Skandal ini bukan sekadar tentang uang yang hilang, tetapi efek berantai terhadap seluruh sendi ekonomi nasional yang berpotensi membawa dampak jangka panjang.
Penggantian Direktur Utama Pertamina: Solusi atau Sekadar Cuci Tangan?
Menteri BUMN Erick Thohir telah menyatakan kesiapan untuk mengganti Direktur Utama Pertamina, sebuah langkah yang oleh sebagian pihak dianggap sebagai tindakan yang tegas untuk merespons skandal ini.
Namun, pertanyaannya adalah: apakah ini benar-benar solusi atau hanya cara bagi Erick Thohir untuk mencuci tangan dari tanggung jawabnya?
Mengganti Direktur Utama Pertamina memang bisa menjadi langkah awal, tetapi jika tidak dibarengi dengan reformasi struktural di tubuh BUMN energi ini, maka permasalahan yang sama hanya akan berulang dengan aktor yang berbeda.
Korupsi dalam tata kelola BBM bukan hanya terjadi di level direksi, tetapi juga melibatkan jaringan mafia migas yang sudah mengakar kuat.
Jika hanya mengganti direksi tanpa membongkar jaringan mafia ini, maka tindakan Erick Thohir tidak lebih dari upaya kosmetik untuk meredam kritik publik.
Selain itu, Menteri BUMN tidak bisa lepas tangan begitu saja dalam kasus ini. Sebagai pemegang kendali atas BUMN, Erick Thohir seharusnya bertanggung jawab atas buruknya pengawasan dan tata kelola di Pertamina.
Sejak awal menjabat, ia telah berulang kali menyampaikan komitmennya untuk membersihkan BUMN dari praktik korupsi.
Namun, fakta bahwa kasus ini masih terjadi menunjukkan bahwa komitmen tersebut belum benar-benar diwujudkan dalam kebijakan yang konkret dan sistematis.
Yang lebih dibutuhkan saat ini adalah transparansi penuh dalam investigasi kasus ini serta reformasi total dalam sistem tata kelola energi nasional.
Jika Erick Thohir benar-benar memiliki keberanian untuk melakukan perubahan, dan memimpin upaya pemberantasan mafia migas dengan lebih tegas dan berani. Bila tidak berani, banyak figur lain yang lebih berani dan memiliki kemauan kuat memberantas mafia migas tersebut.

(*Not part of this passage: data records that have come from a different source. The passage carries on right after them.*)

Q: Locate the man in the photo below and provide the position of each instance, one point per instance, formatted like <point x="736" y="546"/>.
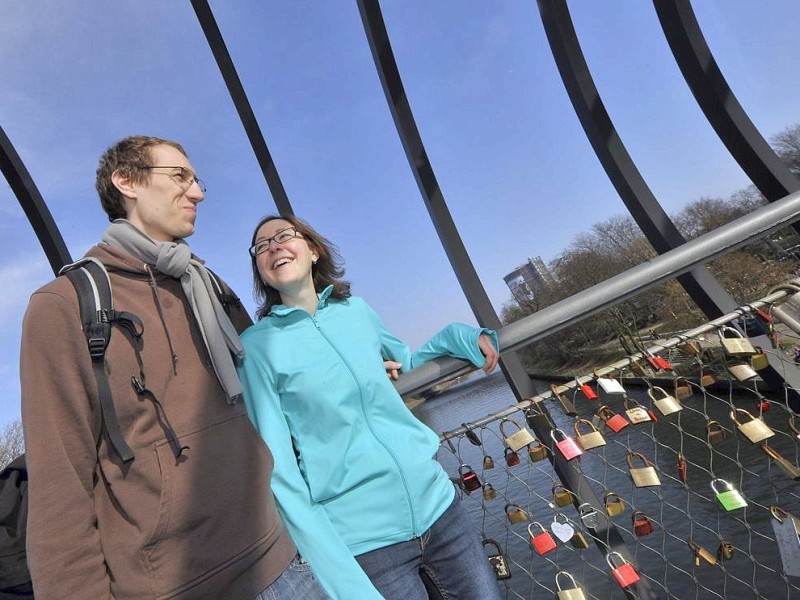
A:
<point x="191" y="515"/>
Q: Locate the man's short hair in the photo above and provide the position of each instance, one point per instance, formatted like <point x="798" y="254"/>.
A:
<point x="128" y="156"/>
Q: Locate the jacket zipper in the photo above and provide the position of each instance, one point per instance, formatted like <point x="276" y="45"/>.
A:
<point x="414" y="533"/>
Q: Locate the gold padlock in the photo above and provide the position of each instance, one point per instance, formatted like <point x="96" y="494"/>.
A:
<point x="753" y="428"/>
<point x="590" y="440"/>
<point x="572" y="593"/>
<point x="663" y="401"/>
<point x="614" y="504"/>
<point x="701" y="553"/>
<point x="561" y="495"/>
<point x="715" y="432"/>
<point x="518" y="439"/>
<point x="642" y="476"/>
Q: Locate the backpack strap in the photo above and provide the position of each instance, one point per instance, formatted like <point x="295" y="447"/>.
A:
<point x="90" y="279"/>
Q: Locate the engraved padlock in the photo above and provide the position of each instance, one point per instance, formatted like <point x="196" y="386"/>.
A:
<point x="752" y="427"/>
<point x="642" y="524"/>
<point x="614" y="504"/>
<point x="512" y="458"/>
<point x="621" y="569"/>
<point x="663" y="401"/>
<point x="543" y="542"/>
<point x="515" y="513"/>
<point x="519" y="439"/>
<point x="469" y="479"/>
<point x="729" y="497"/>
<point x="489" y="493"/>
<point x="642" y="476"/>
<point x="537" y="451"/>
<point x="498" y="560"/>
<point x="561" y="495"/>
<point x="635" y="411"/>
<point x="573" y="592"/>
<point x="568" y="447"/>
<point x="592" y="439"/>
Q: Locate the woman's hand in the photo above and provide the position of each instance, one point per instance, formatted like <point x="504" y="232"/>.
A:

Masyarakat butuh pemimpin yang bukan hanya berbicara tentang perubahan, tetapi juga mampu mengeksekusi kebijakan yang benar-benar membawa perbaikan.
Jika Erick Thohir tidak dapat memberikan solusi konkret untuk membenahi BUMN, maka mundur bisa jadi adalah langkah terbaik untuk membuka jalan bagi pemimpin baru yang lebih kompeten dalam menangani skandal sebesar ini.
Kasus megakorupsi Pertamina Patra Niaga bukan hanya tentang individu-individu yang terlibat, tetapi juga tentang kegagalan sistemik dalam pengelolaan sektor energi nasional.
Jika permasalahan ini tidak segera diatasi dengan langkah-langkah radikal dan terstruktur, maka Indonesia akan terus berada dalam lingkaran korupsi yang merugikan negara dan masyarakat secara keseluruhan.